CROSS REGISTERED STUDENTS: email firstname.lastname@example.org for section assignments, as Stellar may take a while to update.
The Fall 18 is almost here! Here is some basic information about 6.036.
The following message was sent to all pre-registered students. Please read it carefully all the way through.
Your first 6.036 “class” will be a lab on September 5 or September 7. It is important to attend a lab meeting in the first week.
The first lecture will be on Tuesday September 11, 9:30-11:00 in 32-123. We are expecting more people than can fit in that room, so there will be a simulcast in 32-155. Each student will be required to attend one lab section for 1.5 hours each week.

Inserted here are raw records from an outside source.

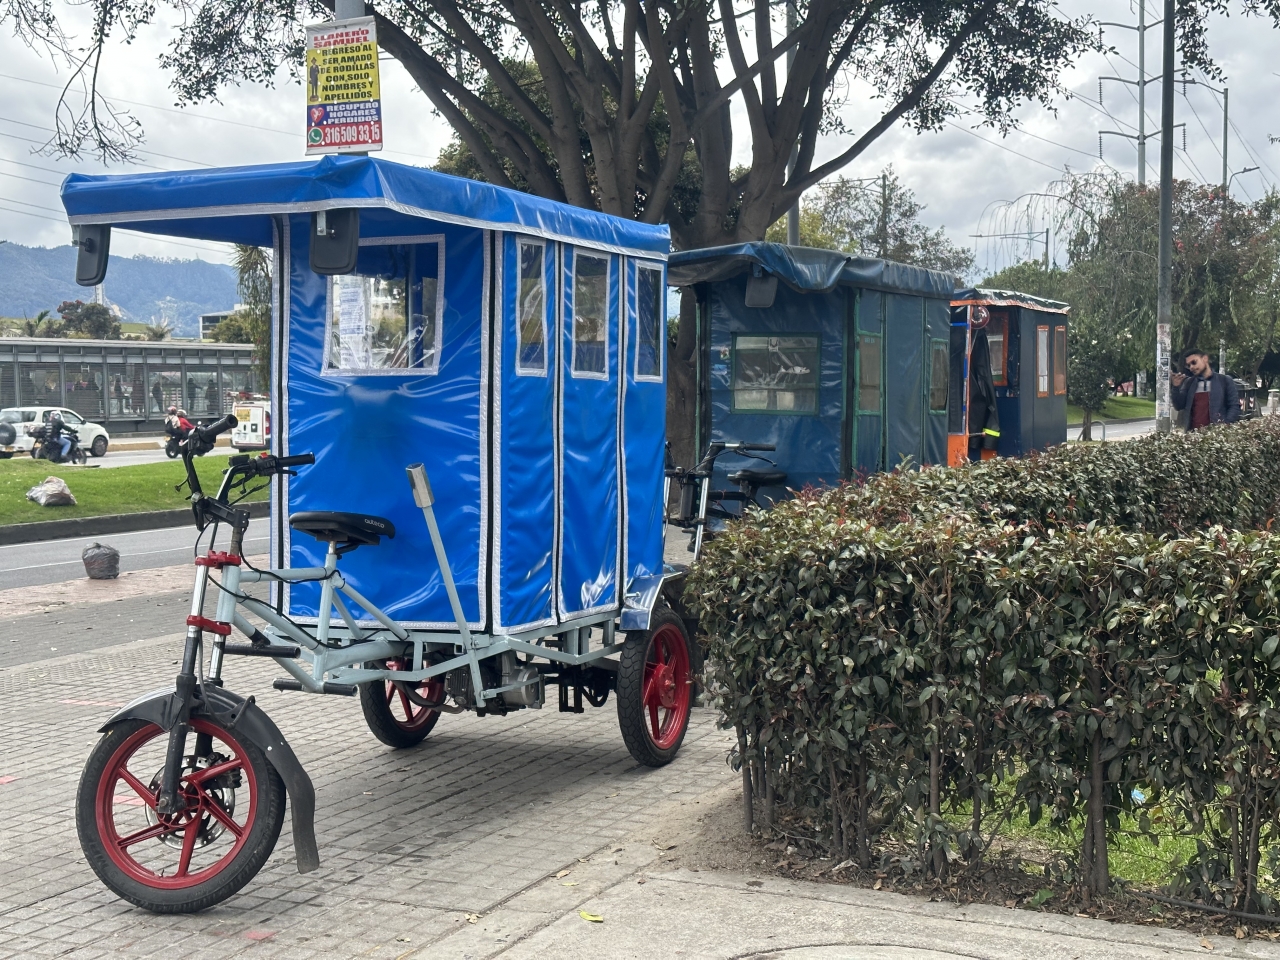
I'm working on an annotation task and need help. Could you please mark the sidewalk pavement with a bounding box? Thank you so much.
[3,582,1279,958]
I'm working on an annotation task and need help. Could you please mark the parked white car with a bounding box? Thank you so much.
[0,407,112,458]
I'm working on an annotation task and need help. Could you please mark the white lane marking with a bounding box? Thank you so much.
[1,537,271,573]
[0,518,269,551]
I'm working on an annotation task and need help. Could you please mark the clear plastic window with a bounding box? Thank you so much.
[517,240,547,375]
[929,340,949,413]
[1054,326,1067,395]
[987,313,1008,385]
[572,254,609,377]
[1036,325,1050,397]
[325,241,443,375]
[635,265,663,380]
[732,335,819,413]
[857,334,881,414]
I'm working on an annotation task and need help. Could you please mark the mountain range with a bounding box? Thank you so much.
[0,242,238,337]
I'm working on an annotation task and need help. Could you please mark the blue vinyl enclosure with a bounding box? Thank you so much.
[667,244,957,493]
[61,156,669,635]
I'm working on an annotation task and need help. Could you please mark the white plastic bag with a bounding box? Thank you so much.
[82,543,120,580]
[26,476,77,507]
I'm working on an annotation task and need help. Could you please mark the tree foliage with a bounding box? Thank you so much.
[983,173,1280,395]
[763,166,974,276]
[55,299,121,339]
[227,243,273,388]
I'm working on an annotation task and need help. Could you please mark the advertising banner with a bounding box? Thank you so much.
[305,16,383,154]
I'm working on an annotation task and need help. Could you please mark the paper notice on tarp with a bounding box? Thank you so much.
[305,16,383,154]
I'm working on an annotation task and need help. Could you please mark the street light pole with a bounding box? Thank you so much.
[1156,0,1175,435]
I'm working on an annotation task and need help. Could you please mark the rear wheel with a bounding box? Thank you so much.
[360,658,444,748]
[617,606,693,767]
[76,717,285,913]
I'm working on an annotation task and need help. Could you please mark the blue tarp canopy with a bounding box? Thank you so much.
[60,155,668,259]
[667,242,955,298]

These meetings will be in 34-501. There are 6 lab times: Wednesdays at 11am and 1pm and Fridays at 9:30am, 11am, 1pm, and 2:30pm.

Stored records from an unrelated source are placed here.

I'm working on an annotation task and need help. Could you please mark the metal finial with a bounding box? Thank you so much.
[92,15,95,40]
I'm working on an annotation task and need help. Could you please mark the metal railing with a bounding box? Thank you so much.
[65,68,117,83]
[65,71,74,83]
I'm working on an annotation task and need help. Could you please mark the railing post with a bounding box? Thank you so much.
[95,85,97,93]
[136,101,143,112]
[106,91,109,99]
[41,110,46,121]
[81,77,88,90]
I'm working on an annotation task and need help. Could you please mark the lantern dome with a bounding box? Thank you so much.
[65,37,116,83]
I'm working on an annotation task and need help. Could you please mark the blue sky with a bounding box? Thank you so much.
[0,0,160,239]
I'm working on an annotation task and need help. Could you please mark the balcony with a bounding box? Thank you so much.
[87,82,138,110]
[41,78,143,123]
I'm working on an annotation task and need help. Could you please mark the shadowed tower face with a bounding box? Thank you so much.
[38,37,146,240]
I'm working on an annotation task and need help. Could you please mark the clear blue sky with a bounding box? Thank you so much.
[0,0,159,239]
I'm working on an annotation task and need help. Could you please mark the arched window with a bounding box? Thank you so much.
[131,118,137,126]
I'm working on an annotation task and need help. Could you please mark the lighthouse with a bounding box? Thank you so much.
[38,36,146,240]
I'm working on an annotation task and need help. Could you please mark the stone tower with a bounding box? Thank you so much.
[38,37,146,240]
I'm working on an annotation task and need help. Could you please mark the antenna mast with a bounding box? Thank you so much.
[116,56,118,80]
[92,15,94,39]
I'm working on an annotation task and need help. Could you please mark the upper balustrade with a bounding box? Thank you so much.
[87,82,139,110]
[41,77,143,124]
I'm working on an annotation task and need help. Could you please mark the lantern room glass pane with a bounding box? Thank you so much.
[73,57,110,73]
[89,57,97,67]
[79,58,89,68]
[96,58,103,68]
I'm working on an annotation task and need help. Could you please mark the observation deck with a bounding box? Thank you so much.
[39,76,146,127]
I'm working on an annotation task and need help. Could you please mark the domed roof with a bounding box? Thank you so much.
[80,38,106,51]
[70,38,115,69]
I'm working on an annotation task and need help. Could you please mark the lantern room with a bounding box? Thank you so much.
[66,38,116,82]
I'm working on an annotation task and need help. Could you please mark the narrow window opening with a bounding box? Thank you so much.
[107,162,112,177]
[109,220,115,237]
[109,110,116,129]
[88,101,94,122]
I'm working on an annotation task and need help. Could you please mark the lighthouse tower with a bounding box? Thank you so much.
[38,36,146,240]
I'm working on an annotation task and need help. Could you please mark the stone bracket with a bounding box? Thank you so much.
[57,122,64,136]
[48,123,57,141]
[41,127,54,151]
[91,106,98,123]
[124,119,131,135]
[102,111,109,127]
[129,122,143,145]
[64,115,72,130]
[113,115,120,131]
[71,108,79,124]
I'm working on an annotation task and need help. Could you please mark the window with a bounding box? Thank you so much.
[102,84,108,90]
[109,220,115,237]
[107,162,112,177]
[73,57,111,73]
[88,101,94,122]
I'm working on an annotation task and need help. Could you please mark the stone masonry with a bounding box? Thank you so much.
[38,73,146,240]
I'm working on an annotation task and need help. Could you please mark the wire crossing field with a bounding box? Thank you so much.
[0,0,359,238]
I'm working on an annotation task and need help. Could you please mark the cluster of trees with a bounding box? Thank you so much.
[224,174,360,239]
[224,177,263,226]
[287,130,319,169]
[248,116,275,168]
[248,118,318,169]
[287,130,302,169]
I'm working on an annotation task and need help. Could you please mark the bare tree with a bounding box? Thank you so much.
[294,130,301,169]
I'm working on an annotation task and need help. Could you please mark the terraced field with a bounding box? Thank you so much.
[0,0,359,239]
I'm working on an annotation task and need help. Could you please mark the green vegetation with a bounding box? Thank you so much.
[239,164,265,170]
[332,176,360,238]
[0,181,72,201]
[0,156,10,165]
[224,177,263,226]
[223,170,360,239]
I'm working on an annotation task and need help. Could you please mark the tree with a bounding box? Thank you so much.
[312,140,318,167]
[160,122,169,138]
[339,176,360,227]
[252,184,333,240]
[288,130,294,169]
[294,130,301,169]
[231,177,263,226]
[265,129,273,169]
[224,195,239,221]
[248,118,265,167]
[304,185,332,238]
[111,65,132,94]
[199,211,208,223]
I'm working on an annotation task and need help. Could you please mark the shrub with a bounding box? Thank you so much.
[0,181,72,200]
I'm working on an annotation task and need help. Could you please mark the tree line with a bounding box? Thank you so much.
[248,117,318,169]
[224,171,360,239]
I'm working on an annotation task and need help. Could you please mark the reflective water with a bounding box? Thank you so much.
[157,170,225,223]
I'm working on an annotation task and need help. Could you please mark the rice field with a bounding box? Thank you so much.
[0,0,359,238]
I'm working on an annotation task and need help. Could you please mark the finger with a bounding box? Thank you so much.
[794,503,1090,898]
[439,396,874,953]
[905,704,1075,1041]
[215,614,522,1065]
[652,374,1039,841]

The Registrar will make an initial assignment to sections. These assignments will appear on Stellar (https://stellar.mit.edu/). We cannot influence these assignments, so please don’t email us requesting a section. For the first week or so of the term, you will be able to make section changes on Stellar, subject to the capacity limits of the room. If you are not assigned a section, please pick one on Stellar. If you are cross-registering, please make sure that you have an MIT email so that you can use Stellar.
You may not attend a section other than your assigned one. At the beginning of each section meeting, there will be a short 15-min quiz (administered on-line). You will not be able to access the quiz if you are not assigned to that section.
Please bring a laptop to your section meeting; if you do not have a laptop we have some available for loan, but it will be better to have a computer you are familiar with, if possible. All other class assignments will be done on-line.
You cannot understand machine learning without understanding vectors, dot products, matrices and partial derivatives well. You should feel comfortable with roughly the first 6 weeks of this 18.02 material. You should be able to do practice exams 1 and 2 (it’s fine if you need to use some reference material or look things up) from 18.02. Some additional exposure to linear algebra (linear independence) and probability (conditional probability, expectations) is helpful but can be picked up along the way. We also expect you to feel very comfortable with writing and, importantly, debugging Python programs.